Eppure, anche a costo di registrare critiche e disappunti, peraltro del tutto comprensibili e giustificabili, una riflessione su questa giornata celebrativa va fatta. Sappiamo quale valore abbia il lavoro nella nostra Costituzione, all’interno della quale i padri costituenti lo hanno collocato all’articolo 1. La declinazione della nostra democrazia passa attraverso due principi guida da cui si snodano i diritti e i doveri del cittadino: l’Italia è una Repubblica democratica ed è fondata sul lavoro. Ma, mentre il primo ha trovato piena attuazione negli anni che sono seguiti alla promulgazione della Costituzione, il secondo è rimasto un auspicio, un impegno spesso disatteso, almeno per molti cittadini di questo Paese che il lavoro non l’hanno trovato.

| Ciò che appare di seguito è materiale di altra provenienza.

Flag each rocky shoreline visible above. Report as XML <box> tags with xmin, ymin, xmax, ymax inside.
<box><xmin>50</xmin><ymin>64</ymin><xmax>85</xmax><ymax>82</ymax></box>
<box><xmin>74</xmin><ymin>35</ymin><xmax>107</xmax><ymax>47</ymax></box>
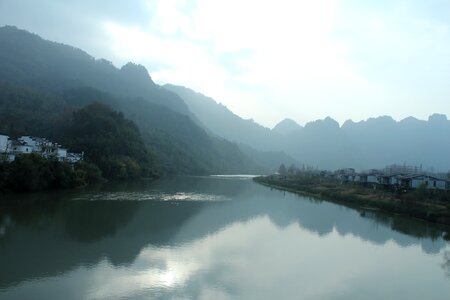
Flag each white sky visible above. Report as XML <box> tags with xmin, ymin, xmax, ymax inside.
<box><xmin>0</xmin><ymin>0</ymin><xmax>450</xmax><ymax>127</ymax></box>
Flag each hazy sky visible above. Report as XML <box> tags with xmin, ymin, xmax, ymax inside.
<box><xmin>0</xmin><ymin>0</ymin><xmax>450</xmax><ymax>127</ymax></box>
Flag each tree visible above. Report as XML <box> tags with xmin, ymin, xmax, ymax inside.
<box><xmin>278</xmin><ymin>164</ymin><xmax>287</xmax><ymax>176</ymax></box>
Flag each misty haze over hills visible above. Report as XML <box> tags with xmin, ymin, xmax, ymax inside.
<box><xmin>0</xmin><ymin>26</ymin><xmax>450</xmax><ymax>174</ymax></box>
<box><xmin>164</xmin><ymin>85</ymin><xmax>450</xmax><ymax>171</ymax></box>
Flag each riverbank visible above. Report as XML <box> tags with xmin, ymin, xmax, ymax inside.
<box><xmin>254</xmin><ymin>176</ymin><xmax>450</xmax><ymax>225</ymax></box>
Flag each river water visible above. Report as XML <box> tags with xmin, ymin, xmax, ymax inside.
<box><xmin>0</xmin><ymin>177</ymin><xmax>450</xmax><ymax>300</ymax></box>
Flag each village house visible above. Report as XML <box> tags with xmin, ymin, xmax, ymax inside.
<box><xmin>0</xmin><ymin>135</ymin><xmax>84</xmax><ymax>163</ymax></box>
<box><xmin>335</xmin><ymin>165</ymin><xmax>450</xmax><ymax>190</ymax></box>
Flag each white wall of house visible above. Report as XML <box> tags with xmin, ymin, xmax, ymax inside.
<box><xmin>56</xmin><ymin>148</ymin><xmax>67</xmax><ymax>161</ymax></box>
<box><xmin>367</xmin><ymin>175</ymin><xmax>378</xmax><ymax>183</ymax></box>
<box><xmin>427</xmin><ymin>178</ymin><xmax>447</xmax><ymax>190</ymax></box>
<box><xmin>18</xmin><ymin>135</ymin><xmax>36</xmax><ymax>147</ymax></box>
<box><xmin>0</xmin><ymin>134</ymin><xmax>8</xmax><ymax>152</ymax></box>
<box><xmin>12</xmin><ymin>145</ymin><xmax>33</xmax><ymax>154</ymax></box>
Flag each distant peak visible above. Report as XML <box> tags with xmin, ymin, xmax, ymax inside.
<box><xmin>305</xmin><ymin>117</ymin><xmax>339</xmax><ymax>129</ymax></box>
<box><xmin>428</xmin><ymin>114</ymin><xmax>447</xmax><ymax>123</ymax></box>
<box><xmin>120</xmin><ymin>62</ymin><xmax>153</xmax><ymax>83</ymax></box>
<box><xmin>272</xmin><ymin>118</ymin><xmax>303</xmax><ymax>135</ymax></box>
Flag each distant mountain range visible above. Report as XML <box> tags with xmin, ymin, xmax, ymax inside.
<box><xmin>164</xmin><ymin>85</ymin><xmax>450</xmax><ymax>171</ymax></box>
<box><xmin>0</xmin><ymin>26</ymin><xmax>292</xmax><ymax>174</ymax></box>
<box><xmin>0</xmin><ymin>26</ymin><xmax>450</xmax><ymax>174</ymax></box>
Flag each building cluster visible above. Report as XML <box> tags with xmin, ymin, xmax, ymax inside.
<box><xmin>0</xmin><ymin>135</ymin><xmax>83</xmax><ymax>163</ymax></box>
<box><xmin>333</xmin><ymin>165</ymin><xmax>450</xmax><ymax>190</ymax></box>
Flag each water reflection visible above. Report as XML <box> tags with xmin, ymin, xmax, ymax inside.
<box><xmin>0</xmin><ymin>178</ymin><xmax>450</xmax><ymax>299</ymax></box>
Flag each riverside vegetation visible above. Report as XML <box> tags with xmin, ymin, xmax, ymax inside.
<box><xmin>254</xmin><ymin>173</ymin><xmax>450</xmax><ymax>224</ymax></box>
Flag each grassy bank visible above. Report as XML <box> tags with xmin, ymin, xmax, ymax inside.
<box><xmin>254</xmin><ymin>176</ymin><xmax>450</xmax><ymax>225</ymax></box>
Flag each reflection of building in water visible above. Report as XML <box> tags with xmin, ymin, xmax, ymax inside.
<box><xmin>0</xmin><ymin>135</ymin><xmax>83</xmax><ymax>163</ymax></box>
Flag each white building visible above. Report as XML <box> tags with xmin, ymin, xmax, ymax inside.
<box><xmin>0</xmin><ymin>134</ymin><xmax>9</xmax><ymax>153</ymax></box>
<box><xmin>0</xmin><ymin>135</ymin><xmax>83</xmax><ymax>163</ymax></box>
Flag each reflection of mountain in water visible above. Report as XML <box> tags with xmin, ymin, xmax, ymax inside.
<box><xmin>0</xmin><ymin>178</ymin><xmax>445</xmax><ymax>286</ymax></box>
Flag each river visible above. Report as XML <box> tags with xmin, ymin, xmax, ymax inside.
<box><xmin>0</xmin><ymin>176</ymin><xmax>450</xmax><ymax>300</ymax></box>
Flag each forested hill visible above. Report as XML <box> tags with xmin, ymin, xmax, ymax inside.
<box><xmin>0</xmin><ymin>26</ymin><xmax>264</xmax><ymax>174</ymax></box>
<box><xmin>164</xmin><ymin>84</ymin><xmax>283</xmax><ymax>151</ymax></box>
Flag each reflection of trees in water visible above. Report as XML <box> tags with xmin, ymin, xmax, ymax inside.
<box><xmin>442</xmin><ymin>250</ymin><xmax>450</xmax><ymax>278</ymax></box>
<box><xmin>64</xmin><ymin>201</ymin><xmax>139</xmax><ymax>242</ymax></box>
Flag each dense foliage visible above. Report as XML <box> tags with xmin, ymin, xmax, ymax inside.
<box><xmin>58</xmin><ymin>103</ymin><xmax>156</xmax><ymax>179</ymax></box>
<box><xmin>0</xmin><ymin>154</ymin><xmax>102</xmax><ymax>191</ymax></box>
<box><xmin>0</xmin><ymin>26</ymin><xmax>261</xmax><ymax>177</ymax></box>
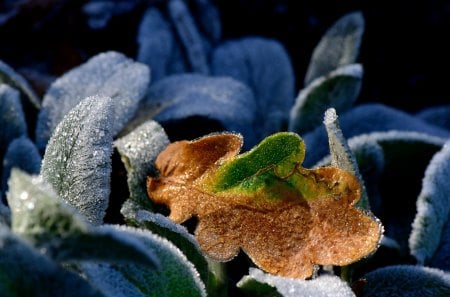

L’Assemblea costituente ritenne che il lavoro dovesse essere, per gli italiani, il pilastro su cui poggiare la valorizzazione della persona, avendo come paradigmi la libertà e la crescita individuali, ma anche la solidarietà e la coesione collettive. Il punto di partenza di una società che voglia definirsi civile è assicurare il lavoro a tutti, in assenza del quale non esistono né democrazia compiuta, né piena libertà. Senza lavoro, come ricorda spesso il Santo Padre, non esiste dignità, “lavorando noi diventiamo più persona, la nostra umanità fiorisce, i giovani diventano adulti soltanto lavorando”.

Certo, lo Stato non può avere una funzione datoriale che spetta, invece, a chi fa impresa, ma può e deve mettere in campo, unitamente alle altre istituzioni, interventi che assicurino le migliori condizioni per la sua creazione. Potrebbe essere questo il contesto per ribadire ciò che il Governo regionale ha fatto in questa fase di crisi a sostegno di imprese, lavoratori, partite ive, famiglie.

Non intendiamo farlo, perché ci rendiamo conto che le nostre azioni sono sì tangibili e concrete, ma non ancora del tutto incisive sul piano pratico, almeno fino a quando non terminerà per tutti la fase del lockdown. Che sia un 1° maggio vissuto all’insegna della resistenza, del coraggio, della speranza, della fiducia.